This week I have been at the Youth Industry Beef Conference (YBIC) in Minneapolis. Combining youth, top speakers and the Mall of American is a pretty good conference in my mind. One of the themes this years conference is "telling your story." If you haven't figured it out yet being an "agvocate" for the industry is really important to me. Yeah, sometime I think my friends get tired of me bringing up the issues we are facing or why facebook is so important in spreading our message, but I think it's really important. And because I think it is important I have done things like start this blog, complete the Master's of Beef Advocacy course, and I am constantly reading and studying what the industry is saying about us.
The first night we were here we had a chance to listen to Kevin Ochsner, host of Cattlemen to Cattlemen speak, he had a great message that I want to touch on later. However, Kevin did ask the audience how many people watched the Katie Couric program on antibiotics in agriculture. Three people raised their hand, other than me. Three. So maybe there were lets say ten others that didn't raise their hands high enough for me to see. That still only means only 10% of the audience were paying attention to what the media was saying about us. Kevin also asked how many people wrote letters to the editor or commented on the Times magazine article that greatly misrepresented agriculture. Kevin, myself and one other person did, out of a 115+ people.
I keep on hearing the participants and organizers talk about how important telling our agriculture story is. It's the cool thing to do and everyone wants to be apart of it. Well then folks it is time to step up and talk the talk.

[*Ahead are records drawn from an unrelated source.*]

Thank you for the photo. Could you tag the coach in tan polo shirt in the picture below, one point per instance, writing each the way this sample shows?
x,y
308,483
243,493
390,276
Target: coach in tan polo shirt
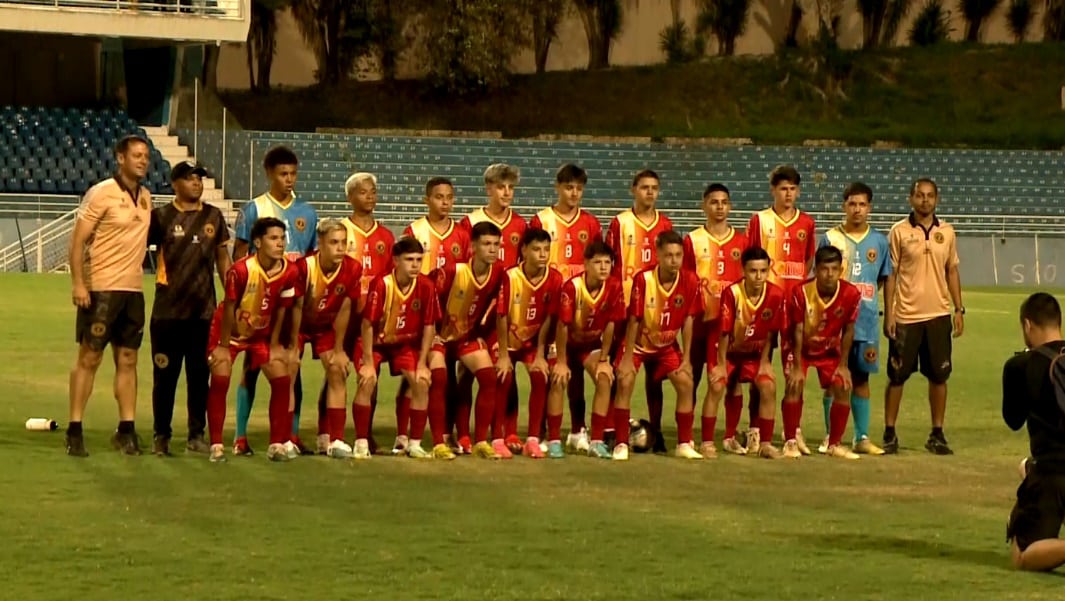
x,y
107,257
918,319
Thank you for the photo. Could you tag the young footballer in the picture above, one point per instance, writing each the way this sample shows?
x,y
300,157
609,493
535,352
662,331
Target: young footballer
x,y
331,283
572,229
867,265
261,289
713,252
398,327
591,305
821,315
528,297
665,298
752,314
467,292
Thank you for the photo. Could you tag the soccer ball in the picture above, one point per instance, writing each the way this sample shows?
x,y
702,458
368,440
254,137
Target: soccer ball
x,y
641,436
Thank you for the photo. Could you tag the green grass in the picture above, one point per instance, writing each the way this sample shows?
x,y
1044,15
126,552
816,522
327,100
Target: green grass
x,y
1001,96
910,526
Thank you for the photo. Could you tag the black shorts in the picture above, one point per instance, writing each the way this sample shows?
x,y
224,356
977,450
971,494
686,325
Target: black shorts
x,y
928,343
114,318
1039,509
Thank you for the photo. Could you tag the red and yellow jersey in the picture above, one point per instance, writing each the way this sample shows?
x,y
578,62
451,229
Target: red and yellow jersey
x,y
587,314
527,305
373,249
633,243
823,321
464,302
717,263
661,310
258,296
441,248
790,245
325,293
399,315
752,322
569,238
512,228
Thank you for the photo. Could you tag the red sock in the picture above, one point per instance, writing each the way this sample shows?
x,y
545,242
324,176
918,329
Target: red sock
x,y
486,406
734,409
791,412
500,417
554,427
599,424
685,425
538,398
837,422
621,424
324,424
216,407
279,410
708,426
403,415
438,405
334,422
418,419
766,429
360,417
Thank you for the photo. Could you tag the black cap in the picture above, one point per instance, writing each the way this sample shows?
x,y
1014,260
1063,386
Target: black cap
x,y
185,168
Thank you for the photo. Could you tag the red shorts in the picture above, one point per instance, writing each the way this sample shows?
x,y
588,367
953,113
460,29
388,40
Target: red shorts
x,y
455,351
744,370
400,357
659,364
825,370
322,342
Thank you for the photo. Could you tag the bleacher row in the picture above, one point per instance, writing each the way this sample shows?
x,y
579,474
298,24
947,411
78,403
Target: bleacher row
x,y
66,150
978,183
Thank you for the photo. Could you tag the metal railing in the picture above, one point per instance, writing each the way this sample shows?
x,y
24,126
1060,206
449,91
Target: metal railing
x,y
214,9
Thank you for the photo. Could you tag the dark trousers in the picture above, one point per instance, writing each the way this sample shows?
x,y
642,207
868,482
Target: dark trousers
x,y
174,341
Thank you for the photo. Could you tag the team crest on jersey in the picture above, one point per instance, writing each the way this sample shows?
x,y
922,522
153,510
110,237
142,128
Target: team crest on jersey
x,y
870,355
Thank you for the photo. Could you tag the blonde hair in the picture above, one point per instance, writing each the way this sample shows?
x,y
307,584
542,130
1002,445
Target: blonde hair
x,y
501,172
356,179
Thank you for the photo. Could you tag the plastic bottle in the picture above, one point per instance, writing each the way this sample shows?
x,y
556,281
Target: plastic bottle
x,y
43,424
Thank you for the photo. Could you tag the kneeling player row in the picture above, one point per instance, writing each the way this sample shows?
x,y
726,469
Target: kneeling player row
x,y
488,320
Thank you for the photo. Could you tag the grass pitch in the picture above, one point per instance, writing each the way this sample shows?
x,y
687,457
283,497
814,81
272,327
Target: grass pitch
x,y
910,526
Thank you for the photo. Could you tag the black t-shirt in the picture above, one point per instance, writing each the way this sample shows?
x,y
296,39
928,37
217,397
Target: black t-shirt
x,y
186,243
1028,395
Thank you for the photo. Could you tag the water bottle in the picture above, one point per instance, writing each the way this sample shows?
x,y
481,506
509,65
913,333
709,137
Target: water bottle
x,y
43,424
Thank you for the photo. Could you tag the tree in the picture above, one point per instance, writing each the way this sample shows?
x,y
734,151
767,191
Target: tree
x,y
976,12
546,15
262,42
725,19
602,20
1019,17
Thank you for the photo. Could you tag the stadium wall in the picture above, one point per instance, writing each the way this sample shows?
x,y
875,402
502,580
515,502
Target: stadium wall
x,y
294,64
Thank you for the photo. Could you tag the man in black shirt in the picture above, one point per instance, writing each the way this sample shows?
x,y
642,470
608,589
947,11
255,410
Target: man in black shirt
x,y
1029,395
192,240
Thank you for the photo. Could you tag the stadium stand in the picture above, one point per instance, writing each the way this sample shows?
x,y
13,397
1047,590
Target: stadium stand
x,y
64,151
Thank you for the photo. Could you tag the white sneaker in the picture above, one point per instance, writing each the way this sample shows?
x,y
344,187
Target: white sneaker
x,y
400,445
291,450
339,450
361,449
686,451
276,452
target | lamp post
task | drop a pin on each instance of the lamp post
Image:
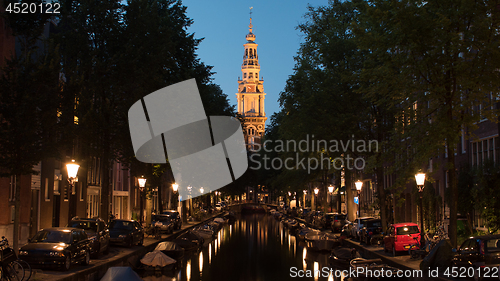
(175, 187)
(359, 186)
(72, 169)
(305, 193)
(142, 184)
(330, 190)
(316, 190)
(420, 179)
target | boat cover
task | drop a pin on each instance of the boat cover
(157, 258)
(168, 246)
(121, 273)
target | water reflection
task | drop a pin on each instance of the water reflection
(250, 250)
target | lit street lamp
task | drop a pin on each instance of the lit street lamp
(316, 190)
(305, 193)
(330, 190)
(72, 169)
(359, 186)
(142, 184)
(175, 187)
(420, 179)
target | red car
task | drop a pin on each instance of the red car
(400, 236)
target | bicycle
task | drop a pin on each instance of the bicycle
(12, 265)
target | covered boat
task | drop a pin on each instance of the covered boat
(301, 234)
(171, 249)
(342, 256)
(319, 241)
(189, 241)
(157, 259)
(121, 273)
(206, 232)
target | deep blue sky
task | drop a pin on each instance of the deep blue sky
(224, 24)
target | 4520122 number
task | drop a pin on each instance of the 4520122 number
(32, 8)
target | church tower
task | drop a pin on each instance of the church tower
(251, 92)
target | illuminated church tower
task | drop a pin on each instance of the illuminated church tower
(251, 92)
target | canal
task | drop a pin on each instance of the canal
(255, 248)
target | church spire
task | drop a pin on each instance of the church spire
(251, 94)
(250, 36)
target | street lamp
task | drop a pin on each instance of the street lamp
(359, 186)
(316, 190)
(330, 190)
(420, 179)
(305, 193)
(72, 169)
(142, 184)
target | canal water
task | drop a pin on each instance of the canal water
(255, 248)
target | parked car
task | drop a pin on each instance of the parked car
(96, 230)
(57, 247)
(126, 232)
(339, 220)
(357, 225)
(371, 228)
(479, 252)
(400, 236)
(175, 217)
(164, 222)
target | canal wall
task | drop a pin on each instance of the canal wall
(96, 272)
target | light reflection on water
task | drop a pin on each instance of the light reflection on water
(250, 250)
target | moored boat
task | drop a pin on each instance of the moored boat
(156, 260)
(171, 249)
(189, 241)
(319, 241)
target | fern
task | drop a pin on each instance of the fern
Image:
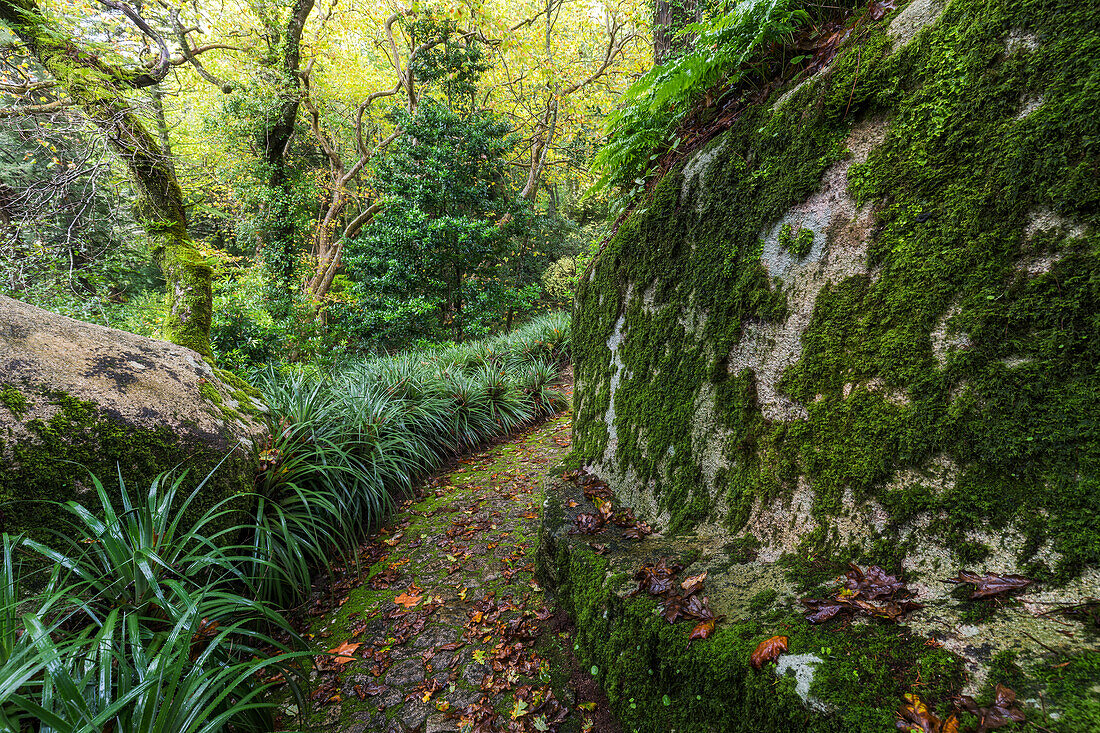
(652, 110)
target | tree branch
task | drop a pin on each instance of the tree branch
(190, 56)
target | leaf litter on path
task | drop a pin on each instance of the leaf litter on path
(442, 621)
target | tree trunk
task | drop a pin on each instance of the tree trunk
(281, 241)
(100, 89)
(670, 17)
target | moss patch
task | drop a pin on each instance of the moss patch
(13, 400)
(52, 461)
(965, 171)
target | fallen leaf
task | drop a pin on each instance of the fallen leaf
(916, 718)
(407, 601)
(693, 583)
(344, 653)
(1002, 712)
(703, 630)
(768, 651)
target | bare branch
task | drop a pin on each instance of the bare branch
(46, 108)
(189, 55)
(161, 68)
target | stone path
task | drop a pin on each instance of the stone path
(446, 627)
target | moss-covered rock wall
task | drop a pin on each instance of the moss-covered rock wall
(864, 319)
(860, 325)
(77, 397)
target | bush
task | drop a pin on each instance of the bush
(342, 445)
(141, 626)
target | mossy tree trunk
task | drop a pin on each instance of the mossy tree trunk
(99, 89)
(282, 240)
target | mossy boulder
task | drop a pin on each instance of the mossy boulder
(860, 325)
(77, 397)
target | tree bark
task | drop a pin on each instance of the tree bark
(281, 238)
(99, 89)
(670, 17)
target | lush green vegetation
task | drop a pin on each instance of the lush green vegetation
(141, 620)
(306, 198)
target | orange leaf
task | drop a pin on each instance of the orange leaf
(344, 653)
(768, 651)
(407, 601)
(702, 630)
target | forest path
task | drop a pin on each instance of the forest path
(444, 626)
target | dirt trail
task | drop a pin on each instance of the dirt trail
(446, 627)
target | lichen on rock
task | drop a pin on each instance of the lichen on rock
(80, 397)
(917, 390)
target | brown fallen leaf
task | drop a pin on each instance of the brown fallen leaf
(344, 653)
(587, 524)
(407, 601)
(638, 531)
(768, 651)
(915, 717)
(1002, 712)
(990, 584)
(693, 583)
(703, 630)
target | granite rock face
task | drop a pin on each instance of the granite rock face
(77, 397)
(859, 326)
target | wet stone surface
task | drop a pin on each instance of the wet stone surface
(438, 630)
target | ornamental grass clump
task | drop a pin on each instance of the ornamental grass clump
(142, 624)
(342, 445)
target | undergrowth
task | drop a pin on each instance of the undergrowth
(140, 620)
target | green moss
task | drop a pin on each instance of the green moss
(13, 400)
(955, 184)
(50, 465)
(710, 685)
(762, 600)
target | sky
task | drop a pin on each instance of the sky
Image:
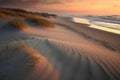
(73, 6)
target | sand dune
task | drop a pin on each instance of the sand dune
(70, 51)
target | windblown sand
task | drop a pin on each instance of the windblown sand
(70, 51)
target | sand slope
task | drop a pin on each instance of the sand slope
(71, 51)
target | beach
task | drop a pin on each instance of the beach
(67, 51)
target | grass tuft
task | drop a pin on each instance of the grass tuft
(4, 16)
(42, 22)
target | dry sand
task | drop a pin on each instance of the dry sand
(71, 51)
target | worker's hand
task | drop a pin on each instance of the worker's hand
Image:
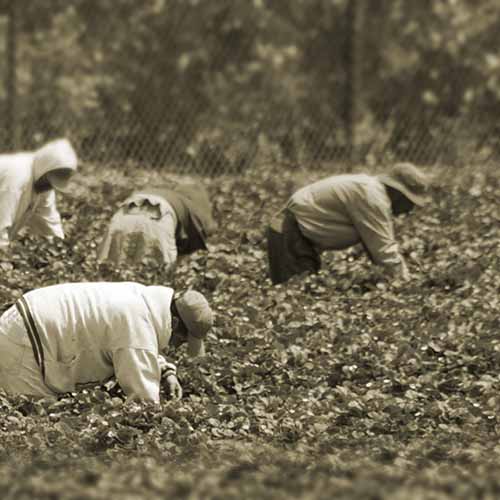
(174, 388)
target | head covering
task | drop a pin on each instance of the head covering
(195, 312)
(408, 180)
(55, 155)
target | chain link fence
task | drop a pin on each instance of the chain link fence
(215, 87)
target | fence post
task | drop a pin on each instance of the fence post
(353, 61)
(12, 120)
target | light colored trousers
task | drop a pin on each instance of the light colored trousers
(19, 372)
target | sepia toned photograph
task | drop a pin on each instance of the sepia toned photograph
(249, 249)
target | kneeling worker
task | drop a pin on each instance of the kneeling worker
(61, 338)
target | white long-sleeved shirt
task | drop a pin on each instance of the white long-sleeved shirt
(91, 331)
(343, 210)
(21, 205)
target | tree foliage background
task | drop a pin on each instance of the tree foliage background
(208, 85)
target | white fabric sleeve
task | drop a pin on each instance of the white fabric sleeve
(46, 220)
(9, 202)
(138, 373)
(375, 228)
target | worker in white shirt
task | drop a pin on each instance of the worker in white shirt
(27, 183)
(341, 211)
(64, 337)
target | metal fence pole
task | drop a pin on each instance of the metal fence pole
(12, 120)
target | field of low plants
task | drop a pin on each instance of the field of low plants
(339, 385)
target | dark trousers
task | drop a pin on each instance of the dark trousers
(289, 251)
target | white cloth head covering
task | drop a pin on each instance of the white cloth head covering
(52, 156)
(195, 312)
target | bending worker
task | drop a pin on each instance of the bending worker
(62, 338)
(341, 211)
(157, 224)
(27, 183)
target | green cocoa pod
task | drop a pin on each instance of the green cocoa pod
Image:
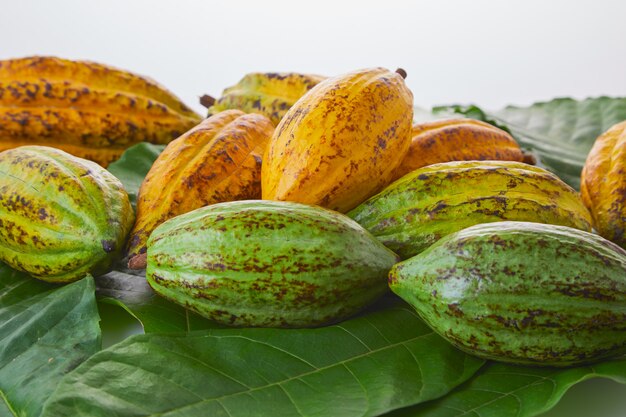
(267, 263)
(61, 217)
(520, 292)
(431, 202)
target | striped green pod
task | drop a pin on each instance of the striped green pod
(61, 217)
(521, 292)
(431, 202)
(267, 263)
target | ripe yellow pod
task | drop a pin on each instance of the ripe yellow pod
(219, 160)
(457, 140)
(87, 109)
(603, 184)
(341, 142)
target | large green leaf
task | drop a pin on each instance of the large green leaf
(500, 390)
(129, 289)
(365, 366)
(133, 166)
(45, 331)
(561, 132)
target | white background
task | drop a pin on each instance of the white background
(491, 53)
(487, 52)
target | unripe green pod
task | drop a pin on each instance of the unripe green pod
(267, 263)
(431, 202)
(519, 292)
(61, 216)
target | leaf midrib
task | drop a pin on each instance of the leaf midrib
(280, 383)
(295, 377)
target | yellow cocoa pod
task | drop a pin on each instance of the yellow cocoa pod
(267, 93)
(603, 184)
(219, 160)
(89, 110)
(340, 143)
(457, 140)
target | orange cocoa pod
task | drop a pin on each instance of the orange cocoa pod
(603, 184)
(458, 140)
(340, 143)
(90, 110)
(218, 160)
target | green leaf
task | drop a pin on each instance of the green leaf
(361, 367)
(45, 331)
(133, 166)
(130, 290)
(500, 390)
(561, 132)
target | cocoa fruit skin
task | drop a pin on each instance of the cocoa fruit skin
(267, 264)
(431, 202)
(61, 216)
(521, 292)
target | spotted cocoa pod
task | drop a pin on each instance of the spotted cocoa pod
(458, 140)
(267, 263)
(61, 217)
(519, 292)
(434, 201)
(340, 143)
(218, 160)
(268, 93)
(603, 184)
(90, 110)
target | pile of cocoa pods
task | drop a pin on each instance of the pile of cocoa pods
(303, 199)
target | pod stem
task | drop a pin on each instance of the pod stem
(529, 158)
(207, 101)
(138, 261)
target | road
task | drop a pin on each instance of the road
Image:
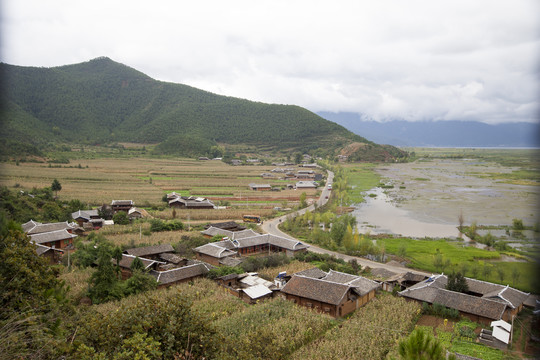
(272, 227)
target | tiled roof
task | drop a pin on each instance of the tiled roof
(433, 290)
(181, 273)
(43, 228)
(150, 250)
(316, 289)
(127, 260)
(52, 236)
(122, 202)
(84, 214)
(313, 273)
(29, 225)
(227, 225)
(214, 250)
(42, 249)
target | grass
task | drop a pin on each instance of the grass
(360, 178)
(421, 254)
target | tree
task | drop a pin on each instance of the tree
(421, 345)
(457, 282)
(56, 187)
(104, 285)
(121, 218)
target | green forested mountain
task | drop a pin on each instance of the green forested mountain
(101, 101)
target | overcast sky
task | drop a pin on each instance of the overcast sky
(414, 60)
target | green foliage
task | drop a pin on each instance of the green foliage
(121, 218)
(157, 225)
(421, 345)
(32, 300)
(165, 324)
(440, 310)
(102, 101)
(457, 282)
(220, 271)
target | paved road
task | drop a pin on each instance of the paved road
(272, 227)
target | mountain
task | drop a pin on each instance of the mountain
(102, 101)
(440, 133)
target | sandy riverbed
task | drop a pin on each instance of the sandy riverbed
(438, 191)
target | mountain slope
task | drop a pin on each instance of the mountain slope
(440, 133)
(103, 101)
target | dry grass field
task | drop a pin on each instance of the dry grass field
(146, 180)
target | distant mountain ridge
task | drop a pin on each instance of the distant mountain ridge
(102, 101)
(440, 133)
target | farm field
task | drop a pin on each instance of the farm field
(145, 180)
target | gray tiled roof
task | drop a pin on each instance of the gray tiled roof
(316, 289)
(150, 250)
(84, 214)
(313, 273)
(43, 228)
(214, 250)
(127, 260)
(433, 290)
(51, 236)
(181, 273)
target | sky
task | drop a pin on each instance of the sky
(386, 60)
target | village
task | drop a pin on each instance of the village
(337, 294)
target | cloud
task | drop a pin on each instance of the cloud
(445, 60)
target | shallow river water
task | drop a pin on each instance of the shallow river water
(379, 215)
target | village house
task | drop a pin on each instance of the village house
(260, 187)
(52, 255)
(150, 252)
(259, 245)
(334, 293)
(226, 225)
(483, 303)
(188, 272)
(88, 218)
(248, 286)
(58, 239)
(230, 235)
(33, 227)
(121, 205)
(306, 185)
(191, 202)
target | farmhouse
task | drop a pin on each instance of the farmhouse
(150, 252)
(121, 205)
(227, 225)
(306, 185)
(483, 303)
(248, 286)
(51, 254)
(215, 253)
(33, 227)
(58, 239)
(260, 187)
(84, 216)
(231, 235)
(191, 202)
(192, 270)
(334, 293)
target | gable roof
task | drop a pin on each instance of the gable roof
(39, 228)
(181, 273)
(127, 260)
(214, 250)
(316, 289)
(42, 238)
(150, 250)
(433, 290)
(84, 214)
(122, 202)
(29, 225)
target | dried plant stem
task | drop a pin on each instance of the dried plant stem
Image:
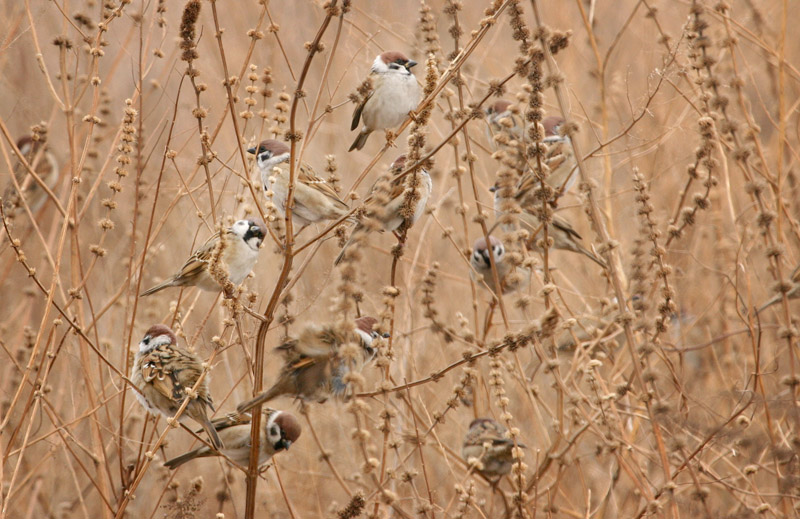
(288, 256)
(613, 261)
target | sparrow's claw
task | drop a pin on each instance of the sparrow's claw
(390, 137)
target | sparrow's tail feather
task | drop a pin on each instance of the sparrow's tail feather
(211, 431)
(360, 141)
(769, 303)
(157, 288)
(265, 396)
(341, 253)
(183, 458)
(589, 254)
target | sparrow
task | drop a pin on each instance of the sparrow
(793, 293)
(501, 117)
(488, 441)
(164, 373)
(558, 157)
(314, 198)
(394, 94)
(315, 366)
(240, 253)
(279, 430)
(43, 162)
(563, 235)
(510, 280)
(386, 205)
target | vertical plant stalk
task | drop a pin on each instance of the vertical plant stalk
(611, 252)
(288, 256)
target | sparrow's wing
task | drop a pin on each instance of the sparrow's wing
(560, 223)
(172, 372)
(197, 262)
(358, 110)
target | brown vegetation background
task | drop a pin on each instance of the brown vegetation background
(698, 419)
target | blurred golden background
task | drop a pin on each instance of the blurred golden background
(700, 419)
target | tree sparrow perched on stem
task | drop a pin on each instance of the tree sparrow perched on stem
(563, 235)
(240, 247)
(487, 442)
(394, 94)
(317, 366)
(314, 199)
(165, 374)
(510, 279)
(387, 204)
(43, 162)
(279, 430)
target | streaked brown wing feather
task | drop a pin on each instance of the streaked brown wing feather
(307, 177)
(196, 263)
(358, 110)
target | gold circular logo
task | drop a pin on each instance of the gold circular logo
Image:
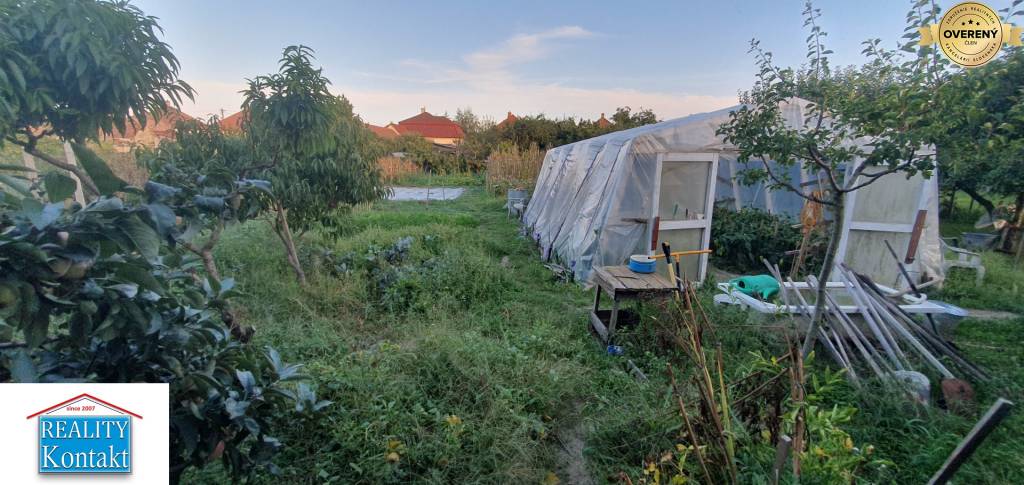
(971, 34)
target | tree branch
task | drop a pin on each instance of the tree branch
(31, 148)
(872, 177)
(791, 186)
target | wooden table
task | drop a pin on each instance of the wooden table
(622, 283)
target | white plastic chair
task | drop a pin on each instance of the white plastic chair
(953, 257)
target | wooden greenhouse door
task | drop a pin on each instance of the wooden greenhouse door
(887, 210)
(684, 195)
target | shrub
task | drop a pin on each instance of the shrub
(740, 238)
(509, 167)
(96, 294)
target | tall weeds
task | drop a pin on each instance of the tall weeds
(509, 167)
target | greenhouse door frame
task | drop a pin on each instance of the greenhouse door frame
(710, 183)
(907, 228)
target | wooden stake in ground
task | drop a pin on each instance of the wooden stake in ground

You can't educate others about our industry if you don't know the hard facts. Telling the media or consumers that you know you treat your animals alright is not enough. And, secondly, if you don't know what the media is saying about you, how will you respond to consumer questions.
I know it takes time but we have to make being an advocate part of our daily lives, or else we won't have an industry to be involved in. HSUS is going try its hardest to pass enough laws that it will be too difficult or require too much capital to farm, or the products that we produce are going to skyrocket in price cause the consumers to make alternative choices, and either of these situations will put us out of business.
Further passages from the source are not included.